From the Guidelines
SGLT2 inhibitors are recommended for patients with heart failure with reduced ejection fraction (HFrEF) and heart failure with preserved ejection fraction (HFpEF), regardless of the presence of diabetes, as they have been shown to reduce heart failure hospitalizations and cardiovascular mortality 1. The use of SGLT2 inhibitors in heart failure is supported by several studies, including the DAPA-HF and EMPEROR-Reduced trials, which demonstrated the benefit of dapagliflozin and empagliflozin in reducing worsening heart failure and cardiovascular death in patients with HFrEF 1. Some key points to consider when using SGLT2 inhibitors in heart failure include:
- They can be initiated in stable patients with HFrEF who have an eGFR above 30 ml/min/1.73m², alongside standard heart failure therapies including ACE inhibitors/ARBs, beta-blockers, and mineralocorticoid receptor antagonists.
- Recent evidence also supports their use in HFpEF, as shown in the EMPEROR-Preserved trial 1.
- Patients should be monitored for potential side effects including genital mycotic infections, urinary tract infections, and volume depletion.
- Diuretic doses may need adjustment as these medications have a mild diuretic effect.
- SGLT2 inhibitors work by preventing glucose reabsorption in the kidneys, but their cardiac benefits likely stem from multiple mechanisms including improved cardiac energetics, reduced inflammation, decreased cardiac fibrosis, and beneficial hemodynamic effects.
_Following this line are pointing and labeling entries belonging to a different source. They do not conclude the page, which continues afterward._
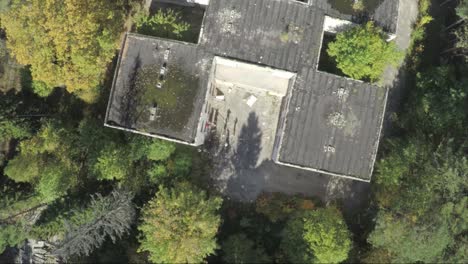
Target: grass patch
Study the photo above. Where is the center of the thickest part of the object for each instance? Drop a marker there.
(327, 63)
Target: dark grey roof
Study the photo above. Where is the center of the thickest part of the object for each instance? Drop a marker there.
(283, 34)
(383, 12)
(309, 129)
(257, 31)
(178, 102)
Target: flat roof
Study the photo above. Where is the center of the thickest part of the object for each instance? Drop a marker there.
(333, 125)
(173, 110)
(326, 123)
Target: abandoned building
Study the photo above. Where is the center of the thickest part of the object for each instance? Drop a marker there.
(255, 58)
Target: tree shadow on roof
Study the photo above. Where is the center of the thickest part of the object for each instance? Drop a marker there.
(248, 145)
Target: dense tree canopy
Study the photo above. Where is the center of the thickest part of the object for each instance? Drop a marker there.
(241, 250)
(363, 53)
(317, 236)
(165, 24)
(179, 225)
(106, 217)
(66, 42)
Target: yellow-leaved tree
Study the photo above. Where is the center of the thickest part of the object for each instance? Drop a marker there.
(67, 42)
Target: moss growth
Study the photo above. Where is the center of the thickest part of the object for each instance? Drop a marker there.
(174, 100)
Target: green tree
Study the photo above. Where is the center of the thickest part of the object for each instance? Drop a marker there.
(62, 52)
(363, 53)
(438, 103)
(47, 161)
(12, 124)
(11, 235)
(240, 249)
(112, 163)
(410, 243)
(167, 24)
(317, 236)
(180, 225)
(106, 217)
(429, 214)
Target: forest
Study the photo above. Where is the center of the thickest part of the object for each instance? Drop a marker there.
(85, 193)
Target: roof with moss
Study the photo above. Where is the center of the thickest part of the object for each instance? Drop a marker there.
(328, 124)
(159, 87)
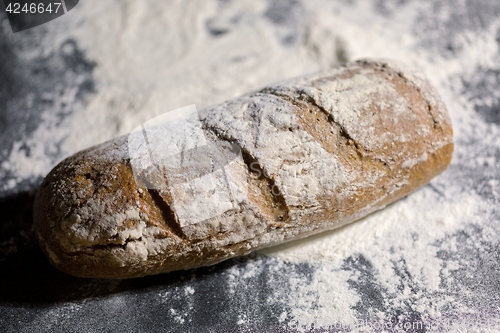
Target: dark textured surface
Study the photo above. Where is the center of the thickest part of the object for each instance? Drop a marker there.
(254, 290)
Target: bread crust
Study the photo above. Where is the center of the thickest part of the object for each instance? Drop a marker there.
(318, 152)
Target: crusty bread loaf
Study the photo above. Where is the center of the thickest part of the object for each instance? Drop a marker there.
(317, 152)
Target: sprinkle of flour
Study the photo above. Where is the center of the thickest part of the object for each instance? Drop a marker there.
(395, 266)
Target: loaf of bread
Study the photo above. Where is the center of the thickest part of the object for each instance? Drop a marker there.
(291, 160)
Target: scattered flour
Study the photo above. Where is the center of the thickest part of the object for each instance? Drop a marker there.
(154, 57)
It is essential to note that the use of SGLT inhibitors increases the susceptibility to diabetic ketoacidosis, particularly when other risk factors or situations occur, and therefore, patients should be closely monitored and educated on the signs and symptoms of ketoacidosis 1.
From the FDA Drug Label
To reduce the risk of end-stage kidney disease, doubling of serum creatinine, cardiovascular death, and hospitalization for heart failure in adults with type 2 diabetes mellitus and diabetic nephropathy with albuminuria ( 1)
- SGLT2 inhibitors, such as canagliflozin, are used in heart failure to reduce the risk of hospitalization for heart failure in adults with type 2 diabetes mellitus and diabetic nephropathy with albuminuria 2.
- They are not indicated for the treatment of heart failure itself, but rather as a preventative measure to reduce the risk of hospitalization due to heart failure in patients with specific conditions.
From the Research
SGLT2 Inhibitors in Heart Failure
SGLT2 inhibitors are used in the treatment of heart failure with reduced ejection fraction (HFrEF) due to their ability to improve cardiovascular outcomes and reduce hospitalizations.
- The DAPA-HF trial and the EMPEROR-Reduced trial demonstrated significant benefits of dapagliflozin and empagliflozin on cardiovascular and heart failure quality of life endpoints in patients with HFrEF, regardless of the presence of type 2 diabetes 3, 4, 5.
- SGLT2 inhibitors have been shown to reduce heart failure hospitalizations and cardiovascular mortality in patients with HFrEF, making them a valuable addition to guideline-directed medical therapy (GDMT) 3, 4, 5, 6.
- The mechanism of action of SGLT2 inhibitors in heart failure is not fully understood, but it is thought to involve multiple pathways, including improvements in glucose control, blood pressure, and renal function 3, 4, 6.
Clinical Use of SGLT2 Inhibitors
SGLT2 inhibitors are currently indicated for the treatment of type 2 diabetes, but their use is expanding to include patients with heart failure and chronic kidney disease, regardless of diabetes status.
- The use of SGLT2 inhibitors in clinical practice may be limited by insurance coverage, particularly in patients without type 2 diabetes 4.
- Emergency physicians should be aware of the potential benefits and adverse effects of SGLT2 inhibitors, including genitourinary infections, volume depletion, hypoglycemia, and diabetic ketoacidosis 7.
- SGLT2 inhibitors provide a new treatment option for patients with a triad of diabetes, heart, or renal disease, and their use is expected to increase in the coming years 7.